Damien, dressed in a blue-and-white striped hospital gown, pinched a black stone between his fingers as he stared out the window at the gloomy sky.
“Mr. Clarke.”
Felix entered and lowered his voice. “Julian just had a meltdown in the meeting. He’s talking about selling the patents.”
Damien’s fingers paused.
“Heh.”
A soft laugh, laced with bone-chilling coldness.
“If he dares touch what Grace left behind, I’ll chop off his hands.”
Damien placed the stone on the board, a slight curve to his lips.
“How are things with the shareholders?”
“They’ve all been contacted,” Felix replied, a glint of satisfaction in his eyes. “They’re kicking themselves now. Before, they complained about you making such a fuss over Miss Hart. Now that Julian has made them lose their life savings, they’re all crying and begging for you to come back and take charge.”
Damien’s expression remained flat.
He pulled a photo from under his pillow.
It was a candid shot of Grace, sitting on a sofa, holding an apple, her eyes crinkling with a smile that was bright as the sun.
“Tell them, no rush.”
Damien’s thumb gently caressed the woman’s face in the photo, his voice hoarse and tender. “Let them hurt for a few more days.”
Felix looked at his boss’s gaunt figure and felt a pang of sorrow.
Damien was so thin he was almost unrecognizable.
He had just recovered from pneumonia, only to develop myocarditis from overwork. The doctor said he was engaged in a slow suicide, but he didn’t care.
“By the way, Mr. Clarke,” Felix hesitated, then pulled a letter from his briefcase. The envelope bore a prison postmark. “This came from the prison. It's from Lucian.”
Damien’s gentle gaze instantly turned vicious and violent.
“Lucian?”
The same Lucian who had once smashed a hot ashtray on Grace’s back and called her worthless?
If I could do it all over, I would never bully you again.
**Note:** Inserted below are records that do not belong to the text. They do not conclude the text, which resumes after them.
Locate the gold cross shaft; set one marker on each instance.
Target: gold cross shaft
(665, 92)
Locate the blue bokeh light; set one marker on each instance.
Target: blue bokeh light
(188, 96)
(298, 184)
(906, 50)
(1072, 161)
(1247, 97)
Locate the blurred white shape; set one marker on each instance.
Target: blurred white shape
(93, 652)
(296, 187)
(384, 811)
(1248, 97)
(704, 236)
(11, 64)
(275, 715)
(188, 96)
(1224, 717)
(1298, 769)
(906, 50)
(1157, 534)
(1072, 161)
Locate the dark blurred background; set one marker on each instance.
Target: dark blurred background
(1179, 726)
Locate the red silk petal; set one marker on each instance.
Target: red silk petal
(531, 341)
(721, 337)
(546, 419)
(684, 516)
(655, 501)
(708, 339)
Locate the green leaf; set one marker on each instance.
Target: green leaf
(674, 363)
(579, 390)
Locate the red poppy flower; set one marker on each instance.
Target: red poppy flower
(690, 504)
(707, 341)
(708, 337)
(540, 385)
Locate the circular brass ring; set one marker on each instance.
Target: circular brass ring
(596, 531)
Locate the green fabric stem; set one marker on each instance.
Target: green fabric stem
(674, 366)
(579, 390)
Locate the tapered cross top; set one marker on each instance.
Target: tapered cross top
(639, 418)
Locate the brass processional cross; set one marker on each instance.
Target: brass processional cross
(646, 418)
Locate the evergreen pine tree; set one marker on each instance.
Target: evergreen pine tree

I would do anything for you.
Can you just write back? Even if it’s just to curse me out.
Lucian]
Rip—
The letter turned to shreds in Damien’s hands.
“How is he doing in there?” Damien asked, his voice as cold as ice.
“He’s receiving ‘special attention,’ just as you ordered,” Felix said, lowering his head. “He gets the hardest labor every day, and those bullies were our people. His leg was broken once. It’s healed, but on rainy days, the pain makes him writhe on the floor.”
“Not enough.”
Damien swept the shredded paper into the trash, his eyes devoid of pity.
“When he pushed Grace down the stairs, did he ever think about her pain? When Grace donated her bone marrow, did he ever say thank you?”
“Now that he’s down and out with no one to care for him, he remembers he has a sister he can leech off of?”